JB: The first Beantown Tapfest was in 2007. Since then, promotion has become easier and less costly. I’ve come to rely less on postcards, posters, and postal mailings to get the word out, and more on email, online listings and Facebook.

AC: What has been the most rewarding part of producing the festival?

JB: For me, being in the midst of a multi-generational community of fellow tap devotees from near and far, reuniting, taking classes, jamming, discussing, rehearsing, performing and hanging out, is a gratifying way to spend a week. There are moments when I get a sense of tap’s past, present and future all at once.

AC: Has teaching impacted your dancing or your work with the festival?

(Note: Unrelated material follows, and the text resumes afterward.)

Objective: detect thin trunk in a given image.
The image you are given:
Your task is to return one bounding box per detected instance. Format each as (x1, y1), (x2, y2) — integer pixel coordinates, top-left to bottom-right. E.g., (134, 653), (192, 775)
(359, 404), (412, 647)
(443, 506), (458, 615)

JB: In Boston there’s a substantial contingent of advanced over-40 tap students, myself included, who’ve tapped professionally or taken tap as a hobby for decades. We’re advanced in terms of vocabulary and skill, but don’t have the memory or energy we did in our twenties. Advanced teens and young adults with sharper memory and boundless energy can process more material and handle more rigorous movement. In past festivals advanced adult students were often left in the dust. Because the majority of my own students are adults, I understand the frustration of mixed classes. This year the festival is offering classes geared to both populations: advanced adults and advanced teens & young adults.

AC: Favorite ice-cream flavor?

JB: Coconut milk ice-cream

AC: If you could take class or have lunch with any dancer, living or dead, who would it be?

JB: I’d like to have a martini with Sammy Davis Jr.

AC: Any advice for our movers and shakers out there?